|Interviews & Articles|
Is David Lynch Just a Little Weird?
He's created Eraserhead, Blue Velvet and Twin Peaks. He's directed sex scenes that give 'twisted' new meaning. Plus, there's a slab of roast beef hanging on his wall. So, go ahead, ask...
Film Threat, April 1997
David Lynch has a painting hanging in his office. It's very lovely, and very David Lynch. For you see, upon closer inspection, it becomes clear that the center of David Lynch's very lovely canvas is dominated by a very old, very large slab of roast beef. Attached to one side of the meat is a mummified squirrel. And to the other side, a dead bird. The squirrel and the bird are covered, like the beef, with a thick, clear, gleaming layer of varnish. They're all dead. Wrapped in plastic. David Lynch talks about the painting with the enthusiasm of a teenager, using words like "neat" and "cool." ("I'm sending it to an art show in France," he declares.) Lynch, awaiting the release of his seventh feature, Lost Highway, starring Bill Pullman and Patricia Arquette, spoke with Film Threat publisher Chris Gore at Asymetrical Productions, the director's home-based office in the Hollywood Hills. (Note: The interview was conducted two weeks prior to the Dec. 30, 1996, death of Jack Nance, the actor who starred in Lynch's 1978 breakthrough, Eraserhead.)

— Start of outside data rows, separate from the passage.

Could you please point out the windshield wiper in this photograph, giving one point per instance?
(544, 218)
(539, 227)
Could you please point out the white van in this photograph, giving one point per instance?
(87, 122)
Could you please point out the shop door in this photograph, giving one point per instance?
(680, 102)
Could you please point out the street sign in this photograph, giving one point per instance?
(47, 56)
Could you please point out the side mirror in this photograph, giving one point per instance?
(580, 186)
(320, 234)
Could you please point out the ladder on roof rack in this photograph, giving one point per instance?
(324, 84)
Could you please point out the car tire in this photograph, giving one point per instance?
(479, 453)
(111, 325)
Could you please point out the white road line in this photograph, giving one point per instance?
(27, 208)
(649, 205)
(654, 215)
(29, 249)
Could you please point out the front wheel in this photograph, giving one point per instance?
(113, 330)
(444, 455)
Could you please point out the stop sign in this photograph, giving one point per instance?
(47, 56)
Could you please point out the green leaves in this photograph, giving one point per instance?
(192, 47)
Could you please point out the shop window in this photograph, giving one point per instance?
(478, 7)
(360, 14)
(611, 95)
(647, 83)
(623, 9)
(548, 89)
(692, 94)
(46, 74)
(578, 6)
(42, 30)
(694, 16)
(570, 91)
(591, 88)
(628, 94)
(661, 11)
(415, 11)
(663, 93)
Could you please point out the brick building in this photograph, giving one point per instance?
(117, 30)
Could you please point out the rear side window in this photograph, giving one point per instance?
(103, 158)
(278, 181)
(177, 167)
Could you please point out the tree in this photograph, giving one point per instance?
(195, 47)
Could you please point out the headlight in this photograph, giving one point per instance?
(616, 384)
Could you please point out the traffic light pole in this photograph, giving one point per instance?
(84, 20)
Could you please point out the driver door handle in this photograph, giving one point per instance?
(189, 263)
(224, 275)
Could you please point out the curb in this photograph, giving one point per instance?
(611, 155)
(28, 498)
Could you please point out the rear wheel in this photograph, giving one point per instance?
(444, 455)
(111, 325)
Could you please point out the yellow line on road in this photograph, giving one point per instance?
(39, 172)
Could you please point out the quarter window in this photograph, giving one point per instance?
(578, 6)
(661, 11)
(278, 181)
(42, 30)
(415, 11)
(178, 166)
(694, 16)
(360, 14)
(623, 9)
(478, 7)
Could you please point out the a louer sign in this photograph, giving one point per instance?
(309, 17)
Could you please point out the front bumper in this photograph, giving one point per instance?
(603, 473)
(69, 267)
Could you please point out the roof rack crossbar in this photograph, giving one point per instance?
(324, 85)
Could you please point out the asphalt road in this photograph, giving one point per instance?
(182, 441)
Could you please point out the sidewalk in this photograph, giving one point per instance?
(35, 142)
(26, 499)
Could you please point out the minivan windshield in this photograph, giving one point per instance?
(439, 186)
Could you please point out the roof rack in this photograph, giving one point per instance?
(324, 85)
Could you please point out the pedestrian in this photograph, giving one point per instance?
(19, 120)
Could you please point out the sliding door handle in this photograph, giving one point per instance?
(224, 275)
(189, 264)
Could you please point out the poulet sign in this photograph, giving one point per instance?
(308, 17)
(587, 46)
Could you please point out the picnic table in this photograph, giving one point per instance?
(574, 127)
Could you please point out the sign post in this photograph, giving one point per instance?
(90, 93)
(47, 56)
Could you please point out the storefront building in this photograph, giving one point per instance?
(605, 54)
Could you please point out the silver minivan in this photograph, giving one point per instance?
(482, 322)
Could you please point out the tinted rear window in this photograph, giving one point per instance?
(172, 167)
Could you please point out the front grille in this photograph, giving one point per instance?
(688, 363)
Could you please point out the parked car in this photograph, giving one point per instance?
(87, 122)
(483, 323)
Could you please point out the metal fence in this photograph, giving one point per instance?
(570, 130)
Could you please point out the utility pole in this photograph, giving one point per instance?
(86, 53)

Where do you get your ideas?
I really believe there's, like, an ocean of ideas. And all of the ideas are sitting there. They bob up from time to time and come into your conscious mind and you know them. When a good idea bobs up, it really smacks you. It's like a piece of electricity and you see the whole thing and you feel it and you know what to do. It all comes with the idea.
Since film is basically the art of compromise, how do you get away with what you do on the screen?
Well, you don't. You don't compromise. Except that a person has to work with what they have. If you call that a compromise, then you compromise. There are many, many, many things that you're forced to dream up to make do with what you have, but it's not a compromise. It's just different ways to skin this cat. I really believe that even if you just have a little bit of money there are ways to get into that film and make it work without a compromise. It may take a long, long, long time, like in Eraserhead. We didn't have the money but we had the time.
Right. I should have rephrased it and said "For many in Hollywood, film is the art of compromise."
Well, I don't know, I think that a lot of people are able to get what they want and the one way to get what you want is to have had a hit film. Where there's compromise, to me, is in a studio situation. And I don't really know about it too much. But more and more there's not just one person at the head of the studio that can make the decision. There are, like, committees of people, and if I ever had to go through a committee, I would be in big trouble, because they all want to understand the picture and I don't want to explain in words and not only don't want to, but I can't sometimes, you know what I mean? I love the delicate abstractions that cinema can do and only poets can do with words. Maybe if I could write a poem to them, but it wouldn't work anyway.
Do you want to have a hit film?
Well, I would like to have a hit film. A hit film means many, many people appreciate this particular film and that would be a unique and pleasurable experience for me.
It seems to me that you've had hit films on your terms.
Well, The Elephant Man was a pretty successful picture. But it was, you know, based on a true story. It was further away from what you say, a personal film, although I felt very personal about it and I got into that world, and I feel I didn't compromise. Dune was the only film I've made that was a failure to me.